El apellido de la autora es el de Ricardo Maliandi, filósofo y académico argentino que todos los especialistas conocen en la Universidad de Buenos Aires. Novela en primera persona de una narradora joven, pero mayor de treinta años, que vuelve a Heidelberg, donde el conocido académico se refugió con su familia durante la dictadura militar. La narradora era una niña. La autora nació en Venezuela (verosímil comienzo de una huida), en 1976.

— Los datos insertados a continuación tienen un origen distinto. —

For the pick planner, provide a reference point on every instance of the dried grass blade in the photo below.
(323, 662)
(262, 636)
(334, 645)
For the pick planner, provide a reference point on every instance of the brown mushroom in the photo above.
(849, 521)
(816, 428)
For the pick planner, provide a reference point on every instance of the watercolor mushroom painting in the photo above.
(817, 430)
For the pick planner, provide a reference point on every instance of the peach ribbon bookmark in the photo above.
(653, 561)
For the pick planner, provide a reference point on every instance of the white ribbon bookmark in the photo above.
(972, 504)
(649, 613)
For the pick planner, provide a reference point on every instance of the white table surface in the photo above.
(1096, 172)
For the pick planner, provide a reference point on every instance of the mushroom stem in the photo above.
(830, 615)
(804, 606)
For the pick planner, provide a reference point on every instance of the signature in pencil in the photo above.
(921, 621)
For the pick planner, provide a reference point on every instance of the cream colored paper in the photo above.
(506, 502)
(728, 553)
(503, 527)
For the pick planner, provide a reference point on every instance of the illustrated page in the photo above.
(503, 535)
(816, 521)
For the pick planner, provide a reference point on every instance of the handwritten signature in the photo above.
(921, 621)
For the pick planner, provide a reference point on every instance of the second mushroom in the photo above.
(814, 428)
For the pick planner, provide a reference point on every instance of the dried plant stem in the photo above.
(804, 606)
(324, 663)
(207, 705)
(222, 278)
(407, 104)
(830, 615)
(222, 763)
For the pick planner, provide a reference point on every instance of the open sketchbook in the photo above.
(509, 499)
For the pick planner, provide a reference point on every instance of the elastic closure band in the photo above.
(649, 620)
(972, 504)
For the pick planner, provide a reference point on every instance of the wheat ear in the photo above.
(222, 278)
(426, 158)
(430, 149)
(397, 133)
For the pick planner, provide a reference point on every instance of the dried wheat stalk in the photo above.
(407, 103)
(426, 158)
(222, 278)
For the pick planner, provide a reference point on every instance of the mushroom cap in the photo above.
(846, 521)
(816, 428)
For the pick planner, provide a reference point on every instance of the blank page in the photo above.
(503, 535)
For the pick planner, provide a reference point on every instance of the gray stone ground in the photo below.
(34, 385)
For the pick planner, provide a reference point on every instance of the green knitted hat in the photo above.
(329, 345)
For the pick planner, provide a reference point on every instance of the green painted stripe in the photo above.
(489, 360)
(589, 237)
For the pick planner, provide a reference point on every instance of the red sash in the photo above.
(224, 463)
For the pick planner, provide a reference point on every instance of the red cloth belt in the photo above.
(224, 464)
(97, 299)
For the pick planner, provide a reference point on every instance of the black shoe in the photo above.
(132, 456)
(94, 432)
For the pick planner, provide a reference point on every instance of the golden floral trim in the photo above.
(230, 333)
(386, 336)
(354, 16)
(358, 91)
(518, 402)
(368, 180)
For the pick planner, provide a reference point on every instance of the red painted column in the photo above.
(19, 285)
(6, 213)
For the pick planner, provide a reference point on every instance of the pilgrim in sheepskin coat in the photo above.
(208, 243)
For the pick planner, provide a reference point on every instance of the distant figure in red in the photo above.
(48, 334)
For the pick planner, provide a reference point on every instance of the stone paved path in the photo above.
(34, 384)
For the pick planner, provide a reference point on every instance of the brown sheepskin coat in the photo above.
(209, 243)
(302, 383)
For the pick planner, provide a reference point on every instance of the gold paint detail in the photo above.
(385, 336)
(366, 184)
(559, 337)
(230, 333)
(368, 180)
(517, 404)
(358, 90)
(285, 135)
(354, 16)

El primer recuerdo de aquella época es la fiesta de despedida de la familia del filósofo, que regresó a Buenos Aires cuando cambiaron las condiciones políticas. Tiene el doble toque de diafanidad y opacidad de los recuerdos de infancia, porque quien narra entiende y no entiende al mismo tiempo: “La noche anterior al viaje, al gran viaje de vuelta a la Argentina, nuestra casa de la calle Keplerstrasse se llenó de filósofos…Había algunos latinoamericanos, un chileno que tocaba la guitarra, un mexicano serio de previsibles bigotes, y Mario, un joven estudiante argentino que paraba en nuestra casa”. El padre discutía sobre Nicolai Hartmann, un autor que ella leyó más tarde, sin demasiado éxito. Así comienza el regreso.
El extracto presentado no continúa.